Can NHL player performance metrics help predict Salary?

11 min readOct 4, 2018

Every summer, we usually end up with a few players (some considered high-end talent) who are still without a contract coming into a new season. There is often a stalemate between owners/General Managers (GMs) and a given player. Neither side tends to want to budge on their side of the fence: The player wants more, but the organisation wants to pay less. Along with the NFL and NBA, the NHL finds itself in a cap-dominated market, to which only a certain amount of money is allowed to be spent by each team and for each owner/GM it is like fitting a jigsaw puzzle together, trying to balance the books, but also make the team competitive. “The cap” was introduced for the 2005–2006 season and was set at $39 million (US used here) and it has steadily* increased every year where today (2018–2019) it is set at $79.5 million.

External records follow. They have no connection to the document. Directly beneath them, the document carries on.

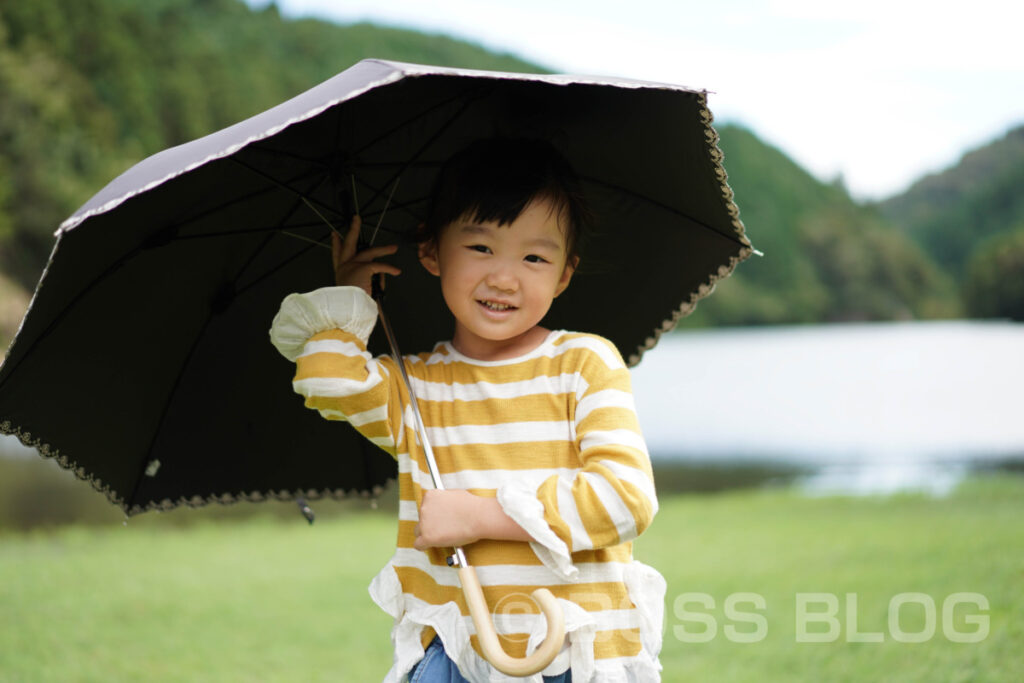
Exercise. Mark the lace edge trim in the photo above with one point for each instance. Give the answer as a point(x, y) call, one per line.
point(724, 270)
point(48, 452)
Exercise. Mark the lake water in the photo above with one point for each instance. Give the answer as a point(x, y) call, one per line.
point(866, 408)
point(847, 408)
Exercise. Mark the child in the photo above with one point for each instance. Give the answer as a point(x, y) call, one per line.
point(547, 476)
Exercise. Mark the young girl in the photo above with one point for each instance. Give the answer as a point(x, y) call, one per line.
point(546, 473)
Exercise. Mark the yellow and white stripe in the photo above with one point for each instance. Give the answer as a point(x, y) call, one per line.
point(552, 434)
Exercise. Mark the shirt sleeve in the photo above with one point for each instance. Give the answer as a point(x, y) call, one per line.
point(610, 499)
point(325, 332)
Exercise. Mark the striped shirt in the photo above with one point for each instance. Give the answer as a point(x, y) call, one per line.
point(553, 434)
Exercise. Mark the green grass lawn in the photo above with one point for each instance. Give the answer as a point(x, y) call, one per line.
point(269, 600)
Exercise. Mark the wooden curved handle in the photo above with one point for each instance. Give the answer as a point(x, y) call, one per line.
point(493, 651)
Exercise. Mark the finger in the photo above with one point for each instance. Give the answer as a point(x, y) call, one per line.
point(336, 248)
point(352, 239)
point(375, 252)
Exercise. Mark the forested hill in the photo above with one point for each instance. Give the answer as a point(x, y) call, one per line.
point(971, 219)
point(87, 88)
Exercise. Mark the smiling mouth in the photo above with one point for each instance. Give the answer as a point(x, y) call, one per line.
point(494, 305)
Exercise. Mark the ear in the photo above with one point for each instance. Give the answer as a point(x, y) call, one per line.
point(567, 271)
point(428, 256)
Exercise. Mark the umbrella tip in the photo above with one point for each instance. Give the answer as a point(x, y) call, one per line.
point(306, 511)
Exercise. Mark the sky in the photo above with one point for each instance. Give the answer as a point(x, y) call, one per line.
point(878, 92)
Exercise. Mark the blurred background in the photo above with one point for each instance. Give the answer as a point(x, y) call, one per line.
point(877, 156)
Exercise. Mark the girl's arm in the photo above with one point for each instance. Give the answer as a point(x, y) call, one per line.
point(456, 517)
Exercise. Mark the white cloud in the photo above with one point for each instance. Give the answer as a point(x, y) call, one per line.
point(879, 90)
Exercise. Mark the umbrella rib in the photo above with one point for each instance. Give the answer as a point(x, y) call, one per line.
point(280, 183)
point(473, 95)
point(130, 500)
point(181, 370)
point(666, 207)
point(64, 311)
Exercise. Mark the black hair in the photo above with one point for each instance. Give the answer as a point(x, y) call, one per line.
point(497, 178)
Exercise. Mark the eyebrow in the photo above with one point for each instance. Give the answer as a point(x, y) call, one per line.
point(473, 228)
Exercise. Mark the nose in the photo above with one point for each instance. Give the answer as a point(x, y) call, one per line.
point(502, 276)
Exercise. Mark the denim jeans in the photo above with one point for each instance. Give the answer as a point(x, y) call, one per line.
point(435, 667)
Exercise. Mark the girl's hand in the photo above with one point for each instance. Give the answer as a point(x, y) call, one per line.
point(358, 268)
point(456, 517)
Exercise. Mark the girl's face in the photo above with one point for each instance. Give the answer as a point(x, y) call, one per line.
point(499, 282)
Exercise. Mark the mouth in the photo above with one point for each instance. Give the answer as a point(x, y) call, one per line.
point(496, 306)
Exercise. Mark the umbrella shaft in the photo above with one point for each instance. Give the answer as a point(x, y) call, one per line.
point(459, 558)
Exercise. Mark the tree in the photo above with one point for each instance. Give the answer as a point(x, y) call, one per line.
point(994, 285)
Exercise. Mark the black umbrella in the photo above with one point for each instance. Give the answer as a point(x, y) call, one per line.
point(143, 363)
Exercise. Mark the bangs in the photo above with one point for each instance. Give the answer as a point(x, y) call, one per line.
point(497, 179)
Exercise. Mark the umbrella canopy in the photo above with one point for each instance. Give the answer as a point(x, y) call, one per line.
point(143, 365)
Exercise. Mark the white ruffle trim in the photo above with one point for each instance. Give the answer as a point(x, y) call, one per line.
point(302, 315)
point(518, 501)
point(646, 588)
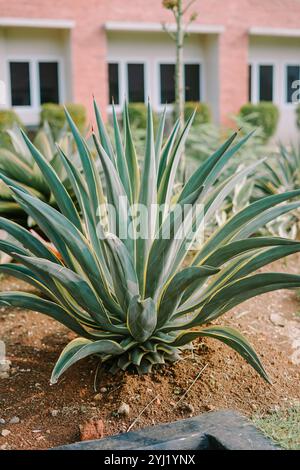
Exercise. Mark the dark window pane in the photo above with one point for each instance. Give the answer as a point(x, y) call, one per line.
point(113, 83)
point(266, 83)
point(192, 82)
point(250, 83)
point(293, 75)
point(49, 82)
point(167, 83)
point(20, 83)
point(136, 88)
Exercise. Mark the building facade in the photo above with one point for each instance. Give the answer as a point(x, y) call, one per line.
point(69, 50)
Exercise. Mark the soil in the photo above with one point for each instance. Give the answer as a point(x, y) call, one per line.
point(51, 415)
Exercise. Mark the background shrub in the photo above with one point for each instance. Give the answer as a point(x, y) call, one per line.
point(298, 116)
point(55, 116)
point(138, 115)
point(264, 115)
point(8, 119)
point(203, 114)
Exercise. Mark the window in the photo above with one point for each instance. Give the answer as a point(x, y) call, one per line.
point(113, 83)
point(292, 76)
point(20, 83)
point(48, 74)
point(167, 83)
point(250, 83)
point(192, 82)
point(136, 83)
point(266, 83)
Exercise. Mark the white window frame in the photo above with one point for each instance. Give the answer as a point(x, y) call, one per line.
point(34, 82)
point(285, 66)
point(123, 79)
point(255, 65)
point(160, 106)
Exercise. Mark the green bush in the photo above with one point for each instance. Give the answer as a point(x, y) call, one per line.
point(55, 116)
point(8, 118)
point(203, 114)
point(298, 116)
point(264, 115)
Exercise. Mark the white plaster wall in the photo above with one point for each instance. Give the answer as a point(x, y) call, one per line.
point(33, 45)
point(155, 48)
point(278, 52)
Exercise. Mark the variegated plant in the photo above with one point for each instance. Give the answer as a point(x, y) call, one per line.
point(281, 173)
point(135, 301)
point(18, 164)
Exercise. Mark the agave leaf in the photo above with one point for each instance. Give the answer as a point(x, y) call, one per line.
point(95, 232)
point(175, 289)
point(131, 157)
point(79, 349)
point(80, 290)
point(122, 167)
point(243, 266)
point(124, 276)
point(103, 135)
point(141, 318)
point(70, 243)
point(8, 207)
point(60, 193)
point(118, 199)
point(92, 178)
point(262, 219)
point(227, 232)
point(167, 152)
point(200, 176)
point(238, 247)
point(147, 199)
point(168, 179)
point(51, 309)
point(160, 136)
point(15, 168)
point(232, 338)
point(163, 249)
point(241, 290)
point(24, 274)
point(20, 146)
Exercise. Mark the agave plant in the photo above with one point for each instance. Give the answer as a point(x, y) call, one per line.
point(18, 164)
point(133, 301)
point(280, 174)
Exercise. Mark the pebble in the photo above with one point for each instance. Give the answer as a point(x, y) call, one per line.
point(277, 320)
point(188, 407)
point(14, 420)
point(4, 375)
point(92, 429)
point(4, 365)
point(124, 409)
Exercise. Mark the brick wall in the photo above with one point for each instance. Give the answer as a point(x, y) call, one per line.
point(88, 42)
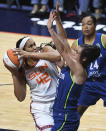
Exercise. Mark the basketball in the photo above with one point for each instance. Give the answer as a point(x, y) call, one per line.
point(11, 60)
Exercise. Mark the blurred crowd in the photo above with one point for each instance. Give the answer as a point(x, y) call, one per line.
point(67, 7)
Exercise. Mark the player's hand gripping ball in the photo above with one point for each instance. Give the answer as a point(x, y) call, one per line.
point(11, 60)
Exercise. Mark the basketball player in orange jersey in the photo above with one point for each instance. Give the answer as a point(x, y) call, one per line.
point(40, 73)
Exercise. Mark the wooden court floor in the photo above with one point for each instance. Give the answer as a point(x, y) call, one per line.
point(16, 115)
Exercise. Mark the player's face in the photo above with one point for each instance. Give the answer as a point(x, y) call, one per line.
point(88, 27)
point(76, 53)
point(30, 46)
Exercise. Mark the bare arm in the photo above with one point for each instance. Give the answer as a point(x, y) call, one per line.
point(66, 52)
point(74, 44)
point(19, 84)
point(60, 30)
point(104, 40)
point(47, 53)
point(62, 46)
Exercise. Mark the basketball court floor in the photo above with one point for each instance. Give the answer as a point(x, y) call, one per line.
point(14, 115)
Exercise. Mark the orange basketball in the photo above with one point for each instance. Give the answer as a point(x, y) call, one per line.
point(12, 60)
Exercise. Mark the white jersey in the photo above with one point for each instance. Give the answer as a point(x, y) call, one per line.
point(42, 80)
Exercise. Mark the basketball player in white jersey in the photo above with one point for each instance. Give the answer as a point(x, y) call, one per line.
point(40, 73)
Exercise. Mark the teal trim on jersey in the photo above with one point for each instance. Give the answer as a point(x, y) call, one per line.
point(69, 91)
point(63, 123)
point(102, 42)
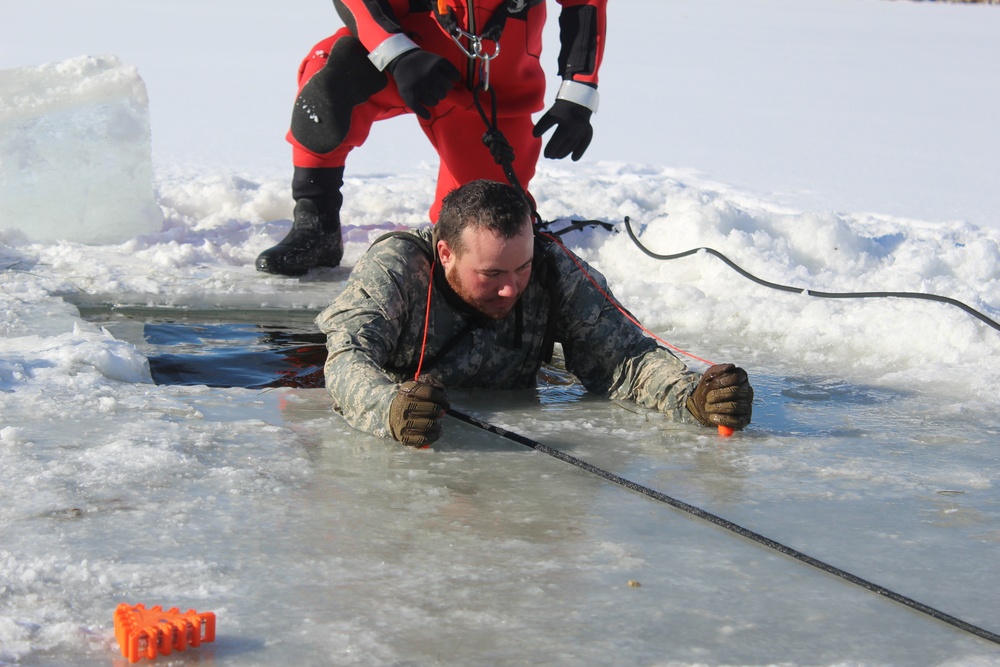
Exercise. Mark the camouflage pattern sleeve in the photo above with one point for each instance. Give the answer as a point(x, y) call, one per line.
point(609, 354)
point(363, 326)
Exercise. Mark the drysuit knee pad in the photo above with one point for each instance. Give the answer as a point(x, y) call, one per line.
point(321, 118)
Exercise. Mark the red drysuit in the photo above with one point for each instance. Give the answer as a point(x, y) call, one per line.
point(337, 104)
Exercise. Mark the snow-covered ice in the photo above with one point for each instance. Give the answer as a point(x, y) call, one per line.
point(833, 145)
point(75, 152)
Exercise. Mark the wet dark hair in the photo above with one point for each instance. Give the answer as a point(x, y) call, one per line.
point(485, 205)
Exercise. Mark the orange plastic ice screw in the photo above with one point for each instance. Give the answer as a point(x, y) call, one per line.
point(148, 633)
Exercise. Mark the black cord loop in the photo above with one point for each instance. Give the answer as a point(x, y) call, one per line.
point(730, 526)
point(799, 290)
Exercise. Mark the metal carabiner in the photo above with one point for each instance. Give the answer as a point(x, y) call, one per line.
point(476, 51)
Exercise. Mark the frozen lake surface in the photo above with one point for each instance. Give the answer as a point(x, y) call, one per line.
point(831, 145)
point(480, 551)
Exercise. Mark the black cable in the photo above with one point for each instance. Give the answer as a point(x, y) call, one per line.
point(798, 290)
point(729, 525)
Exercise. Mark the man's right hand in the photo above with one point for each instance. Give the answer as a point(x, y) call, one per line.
point(415, 413)
point(423, 79)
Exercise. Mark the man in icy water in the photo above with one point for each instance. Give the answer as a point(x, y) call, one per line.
point(479, 302)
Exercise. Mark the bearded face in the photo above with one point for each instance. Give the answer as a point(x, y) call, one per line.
point(490, 273)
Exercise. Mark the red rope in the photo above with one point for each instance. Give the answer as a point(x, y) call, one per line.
point(427, 324)
point(617, 305)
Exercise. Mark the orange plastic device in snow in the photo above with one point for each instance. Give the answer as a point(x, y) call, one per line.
point(147, 633)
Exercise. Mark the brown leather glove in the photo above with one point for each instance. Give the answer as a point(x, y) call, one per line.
point(415, 413)
point(724, 396)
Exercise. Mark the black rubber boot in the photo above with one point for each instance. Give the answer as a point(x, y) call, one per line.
point(314, 239)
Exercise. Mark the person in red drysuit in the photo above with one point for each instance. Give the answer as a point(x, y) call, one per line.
point(398, 56)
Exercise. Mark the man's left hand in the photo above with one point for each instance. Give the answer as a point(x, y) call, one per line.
point(573, 131)
point(723, 397)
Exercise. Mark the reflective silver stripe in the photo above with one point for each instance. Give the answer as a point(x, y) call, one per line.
point(386, 52)
point(579, 93)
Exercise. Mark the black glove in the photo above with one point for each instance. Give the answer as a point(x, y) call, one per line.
point(415, 413)
point(573, 132)
point(724, 396)
point(422, 78)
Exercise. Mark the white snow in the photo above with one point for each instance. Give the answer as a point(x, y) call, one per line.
point(76, 150)
point(831, 145)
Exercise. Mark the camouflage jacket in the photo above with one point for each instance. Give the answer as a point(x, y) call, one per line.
point(375, 329)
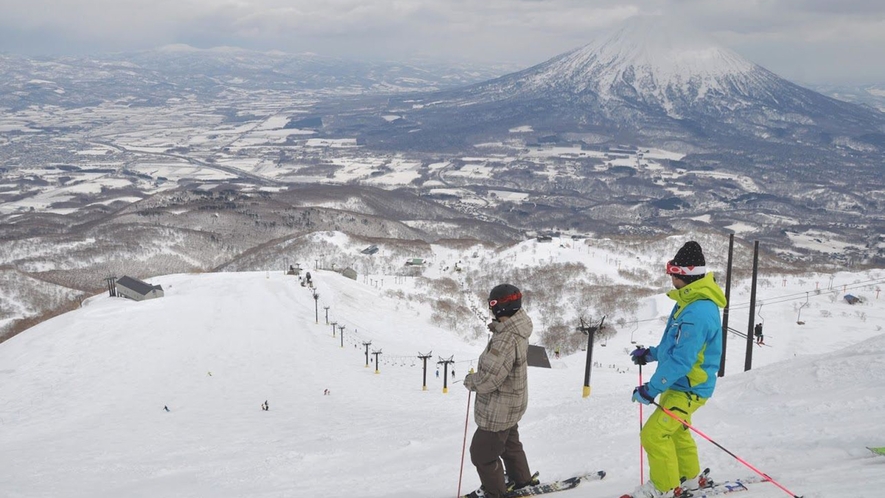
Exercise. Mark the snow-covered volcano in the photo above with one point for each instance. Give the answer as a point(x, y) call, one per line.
point(657, 82)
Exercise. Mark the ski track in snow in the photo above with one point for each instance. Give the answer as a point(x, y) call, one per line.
point(82, 396)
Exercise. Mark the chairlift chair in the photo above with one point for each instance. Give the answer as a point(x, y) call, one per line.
point(798, 320)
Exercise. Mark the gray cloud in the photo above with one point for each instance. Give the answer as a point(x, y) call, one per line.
point(805, 40)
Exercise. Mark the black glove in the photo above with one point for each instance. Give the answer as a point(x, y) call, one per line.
point(640, 356)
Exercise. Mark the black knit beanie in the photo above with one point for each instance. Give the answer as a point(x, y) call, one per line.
point(689, 264)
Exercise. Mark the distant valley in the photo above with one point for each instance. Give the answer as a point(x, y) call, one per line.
point(181, 160)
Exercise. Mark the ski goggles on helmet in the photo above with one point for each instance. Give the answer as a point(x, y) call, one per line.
point(505, 299)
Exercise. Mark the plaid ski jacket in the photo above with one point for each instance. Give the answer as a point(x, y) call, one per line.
point(501, 378)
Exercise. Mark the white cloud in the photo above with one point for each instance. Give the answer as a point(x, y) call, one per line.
point(521, 31)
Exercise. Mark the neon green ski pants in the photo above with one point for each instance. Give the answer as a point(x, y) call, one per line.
point(672, 452)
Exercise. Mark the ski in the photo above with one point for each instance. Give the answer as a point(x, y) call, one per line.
point(560, 485)
point(551, 487)
point(719, 488)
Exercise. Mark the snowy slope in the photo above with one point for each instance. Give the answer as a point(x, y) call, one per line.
point(82, 396)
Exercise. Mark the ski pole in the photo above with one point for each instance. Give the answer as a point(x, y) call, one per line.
point(641, 455)
point(739, 459)
point(464, 444)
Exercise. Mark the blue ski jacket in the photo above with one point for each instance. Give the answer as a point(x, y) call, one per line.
point(690, 350)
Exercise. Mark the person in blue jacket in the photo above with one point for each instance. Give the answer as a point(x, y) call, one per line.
point(688, 359)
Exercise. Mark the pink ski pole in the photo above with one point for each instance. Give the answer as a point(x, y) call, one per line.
point(464, 444)
point(754, 469)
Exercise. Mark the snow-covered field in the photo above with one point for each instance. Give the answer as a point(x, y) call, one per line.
point(82, 397)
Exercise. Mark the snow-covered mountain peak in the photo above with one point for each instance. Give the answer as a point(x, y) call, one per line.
point(652, 58)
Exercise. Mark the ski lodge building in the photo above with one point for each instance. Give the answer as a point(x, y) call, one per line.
point(137, 290)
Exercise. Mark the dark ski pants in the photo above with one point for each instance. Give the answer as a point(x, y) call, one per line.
point(489, 449)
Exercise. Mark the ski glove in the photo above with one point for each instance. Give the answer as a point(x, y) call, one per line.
point(640, 356)
point(643, 395)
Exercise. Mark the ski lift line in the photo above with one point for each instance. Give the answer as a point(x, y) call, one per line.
point(802, 295)
point(357, 338)
point(780, 299)
point(850, 286)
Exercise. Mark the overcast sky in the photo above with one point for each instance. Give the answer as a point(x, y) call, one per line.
point(807, 41)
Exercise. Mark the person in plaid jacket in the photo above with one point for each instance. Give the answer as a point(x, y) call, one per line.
point(501, 386)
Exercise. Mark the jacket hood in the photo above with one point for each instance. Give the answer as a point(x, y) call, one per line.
point(705, 288)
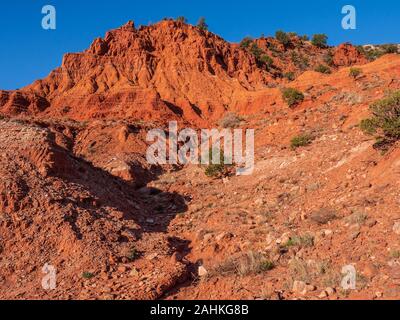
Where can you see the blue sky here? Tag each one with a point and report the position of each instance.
(29, 52)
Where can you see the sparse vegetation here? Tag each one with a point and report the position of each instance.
(323, 69)
(323, 216)
(300, 61)
(306, 240)
(266, 60)
(314, 272)
(289, 75)
(133, 254)
(301, 140)
(305, 38)
(328, 59)
(355, 72)
(320, 40)
(215, 170)
(390, 48)
(292, 96)
(384, 124)
(256, 51)
(244, 265)
(246, 42)
(181, 19)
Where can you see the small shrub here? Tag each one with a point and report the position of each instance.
(323, 216)
(181, 19)
(355, 72)
(202, 25)
(266, 61)
(328, 59)
(282, 37)
(385, 121)
(300, 61)
(244, 265)
(371, 54)
(133, 254)
(218, 169)
(87, 275)
(390, 48)
(292, 96)
(256, 51)
(289, 75)
(320, 40)
(323, 69)
(301, 141)
(305, 37)
(395, 254)
(266, 265)
(306, 240)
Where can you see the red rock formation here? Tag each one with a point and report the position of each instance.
(347, 55)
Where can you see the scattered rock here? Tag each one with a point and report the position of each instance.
(299, 287)
(323, 216)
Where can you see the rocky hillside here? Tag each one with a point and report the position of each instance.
(76, 191)
(165, 70)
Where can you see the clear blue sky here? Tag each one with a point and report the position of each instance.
(28, 52)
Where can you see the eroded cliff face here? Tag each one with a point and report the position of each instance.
(161, 71)
(77, 192)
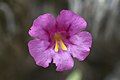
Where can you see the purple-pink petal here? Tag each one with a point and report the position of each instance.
(41, 25)
(68, 20)
(63, 61)
(40, 53)
(82, 43)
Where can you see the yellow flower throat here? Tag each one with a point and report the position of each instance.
(59, 44)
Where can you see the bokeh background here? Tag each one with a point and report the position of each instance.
(103, 17)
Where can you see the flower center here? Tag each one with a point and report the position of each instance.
(59, 43)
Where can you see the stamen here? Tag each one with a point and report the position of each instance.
(63, 45)
(56, 46)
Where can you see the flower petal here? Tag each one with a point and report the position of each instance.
(63, 61)
(40, 53)
(69, 20)
(41, 25)
(82, 43)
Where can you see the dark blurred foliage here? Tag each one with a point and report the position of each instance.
(16, 17)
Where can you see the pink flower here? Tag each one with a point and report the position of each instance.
(59, 40)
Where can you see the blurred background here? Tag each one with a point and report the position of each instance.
(103, 17)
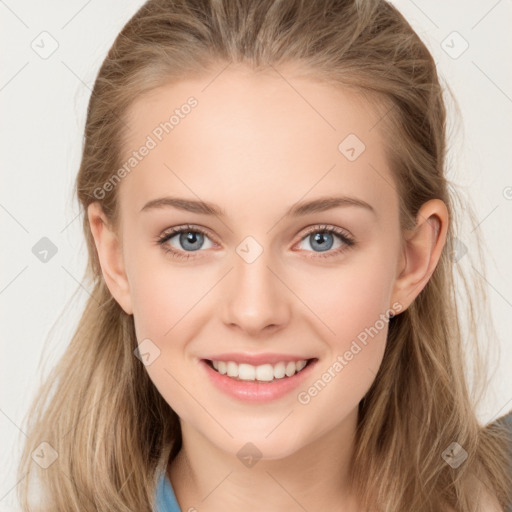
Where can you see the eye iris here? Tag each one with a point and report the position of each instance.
(320, 238)
(191, 237)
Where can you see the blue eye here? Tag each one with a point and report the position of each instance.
(191, 239)
(323, 240)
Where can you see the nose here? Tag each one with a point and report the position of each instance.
(256, 299)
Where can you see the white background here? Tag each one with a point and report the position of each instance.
(44, 103)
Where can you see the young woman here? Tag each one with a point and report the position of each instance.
(273, 323)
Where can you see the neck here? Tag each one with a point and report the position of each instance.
(313, 478)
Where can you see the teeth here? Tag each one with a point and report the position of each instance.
(264, 372)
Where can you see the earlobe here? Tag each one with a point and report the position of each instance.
(422, 249)
(110, 256)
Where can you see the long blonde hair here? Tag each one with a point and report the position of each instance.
(112, 430)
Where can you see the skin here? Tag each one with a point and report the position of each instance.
(255, 147)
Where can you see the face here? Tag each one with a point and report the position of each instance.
(260, 277)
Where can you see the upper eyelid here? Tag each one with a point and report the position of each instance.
(336, 230)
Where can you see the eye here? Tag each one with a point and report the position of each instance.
(324, 239)
(189, 239)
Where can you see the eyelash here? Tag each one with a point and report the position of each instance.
(347, 240)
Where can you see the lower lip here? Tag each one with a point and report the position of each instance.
(256, 391)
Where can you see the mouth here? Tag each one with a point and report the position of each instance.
(264, 373)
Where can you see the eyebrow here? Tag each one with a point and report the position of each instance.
(299, 209)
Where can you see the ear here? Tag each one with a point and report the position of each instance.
(422, 248)
(110, 256)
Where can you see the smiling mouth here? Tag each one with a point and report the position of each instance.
(260, 373)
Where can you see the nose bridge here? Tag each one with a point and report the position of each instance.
(256, 297)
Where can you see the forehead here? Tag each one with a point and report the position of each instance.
(252, 137)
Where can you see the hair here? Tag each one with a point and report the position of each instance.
(98, 408)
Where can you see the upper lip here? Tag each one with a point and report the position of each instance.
(256, 359)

Furthermore, player salaries have overall increased during this time, where high-end players set the benchmark for the top-end salaries, whilst the others in the pack gladly follow behind, picking up an inflated pay-cheque. Hence, it is in the interest of the players that the high-end players set the mark.

I have often wondered “what sets the market value?” Is it hockey performance alone that sets the bar? In this project, I have devised a tool that will help owners and GMs analyse the market in order to be able to ascertain player value given previous player performance. Furthermore, it is not only of the interest of the owners, GMs, and players, it is also in the interest of other parties, such as; sponsors, agents, and of course the fans. Whilst this project would have liked to explored all types of players, goalies have been omitted as their metrics are very different from skaters and would be a project on itself. As there are more skaters than goalies, there is more data, and it only makes sense to start with them.

Player metrics and data

Traditionally, hockey players have been merited on basic statistical features, including, Goals, Assists, Points (Goals + Assists), and Plus-Minus (the difference between goals scored for and against whilst on the ice). However, since 2008 a more sophisticated set of tools has been made available by various parties that look more into the detail of how players perform in terms of possession; Corsi: Shots for vs against whilst on the ice, Rel Corsi: how your team compares when a player is not on the ice, CF QoC: The level of competition a player faces, TOI metrics: Time on Ice parameters, ZS: which zone a player is most likely to start their shift in, and many more. I decided to best put to use a combination of traditional and advanced metrics. I collected these data from two sites (www.corsica-hockey.com and www.hockey-reference.com). The former’s data is obtainable via downloadable csv files, whilst the latter I scraped using Python’s Beautifulsoup library. Each player who has played in the NHL since 2008 — present was collected. I also needed financial data about each player’s’ salary for each year they have played and this was obtained from www.capfriendly.com using beautifulsoup. There was a fair bit of data cleaning needed due to missing entries, but overall, I had close to 2000 NHL players spanning 11 years and just over 9000 rows of usable data. It should be noted that only data where teams played at “even-strength” were considered. This is a fairer method of measurement compared to when one team is, for example, on the Power Play and has a distinct advantage.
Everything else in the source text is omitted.